Tampoco existe un marco legal internacional que regule los límites del uso de drones en el extranjero, lo que deja en la impunidad “el programa de EE. UU., que ha matado y herido a civiles”, recordó Stephen Sonnenberg, de la Universidad de Stanford.
Brasil es “el país con mayor número de drones” y el mayor productor en América Latina, y los usa “para monitorear defensas extranjeras o grandes eventos”, como en la Copa de Confederaciones en junio, aseveró Canton. Colombia y Ecuador han comprado drones y “están desarrollando su propia tecnología”. Argentina los usa “para reconocimiento aéreo” y Bolivia “acaba de adquirir drones”, agregó.

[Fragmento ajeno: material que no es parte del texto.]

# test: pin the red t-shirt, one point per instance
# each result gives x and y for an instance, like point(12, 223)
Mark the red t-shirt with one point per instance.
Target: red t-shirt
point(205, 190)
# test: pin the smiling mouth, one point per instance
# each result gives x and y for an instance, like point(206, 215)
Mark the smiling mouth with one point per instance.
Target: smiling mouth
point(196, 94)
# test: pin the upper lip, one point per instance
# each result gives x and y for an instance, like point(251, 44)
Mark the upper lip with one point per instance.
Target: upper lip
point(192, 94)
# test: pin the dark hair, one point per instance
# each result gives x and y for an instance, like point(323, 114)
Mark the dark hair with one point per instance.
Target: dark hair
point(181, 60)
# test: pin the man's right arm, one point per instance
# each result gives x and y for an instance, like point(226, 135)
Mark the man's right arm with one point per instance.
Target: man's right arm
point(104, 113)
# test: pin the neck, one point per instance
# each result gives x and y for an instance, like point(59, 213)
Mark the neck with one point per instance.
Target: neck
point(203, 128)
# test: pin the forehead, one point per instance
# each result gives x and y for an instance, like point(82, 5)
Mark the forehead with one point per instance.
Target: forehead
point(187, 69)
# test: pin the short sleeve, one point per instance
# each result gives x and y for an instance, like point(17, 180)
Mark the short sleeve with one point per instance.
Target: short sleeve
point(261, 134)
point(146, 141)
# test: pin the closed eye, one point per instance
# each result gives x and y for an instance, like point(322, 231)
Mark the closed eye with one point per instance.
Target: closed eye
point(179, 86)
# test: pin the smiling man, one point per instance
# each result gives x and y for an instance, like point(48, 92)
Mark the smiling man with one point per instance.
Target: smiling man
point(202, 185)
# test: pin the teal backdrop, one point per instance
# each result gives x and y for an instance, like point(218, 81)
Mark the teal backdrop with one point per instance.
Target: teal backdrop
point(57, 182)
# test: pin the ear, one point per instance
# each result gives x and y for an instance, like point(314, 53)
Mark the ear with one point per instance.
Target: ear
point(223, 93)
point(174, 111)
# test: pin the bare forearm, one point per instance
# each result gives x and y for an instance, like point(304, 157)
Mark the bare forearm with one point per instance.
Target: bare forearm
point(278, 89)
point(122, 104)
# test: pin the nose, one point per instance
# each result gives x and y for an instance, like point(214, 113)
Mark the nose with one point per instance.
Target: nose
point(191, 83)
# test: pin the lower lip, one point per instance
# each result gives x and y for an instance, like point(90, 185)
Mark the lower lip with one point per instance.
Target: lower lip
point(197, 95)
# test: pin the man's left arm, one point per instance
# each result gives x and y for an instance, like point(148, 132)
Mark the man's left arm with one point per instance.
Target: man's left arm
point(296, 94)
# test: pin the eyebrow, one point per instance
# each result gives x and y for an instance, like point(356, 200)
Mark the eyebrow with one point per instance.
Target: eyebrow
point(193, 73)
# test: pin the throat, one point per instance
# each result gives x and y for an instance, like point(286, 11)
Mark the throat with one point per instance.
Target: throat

Aseguró además que esta nueva tecnología “está empoderando en cierta manera algunos sectores militares y, con la historia que tiene América Latina, es necesario que haya un absoluto control civil sobre esto”. Esto plantea problemas como la posible violación del “derecho a la privacidad” y el “efecto amedrentador que puede tener sobre la sociedad, dado su uso en circunstancias de todo tipo como manifestaciones públicas”, lo que hace necesario un marco regulador desde una perspectiva de derechos humanos, indicó Canton.
Tracy Robinson, una de los siete miembros de la CIDH, se mostró “preocupada por el impacto que los drones han tenido en la vida humana y el sufrimiento que han provocado”, y señaló que “hay una necesidad de investigación y reparación apropiada” de las víctimas.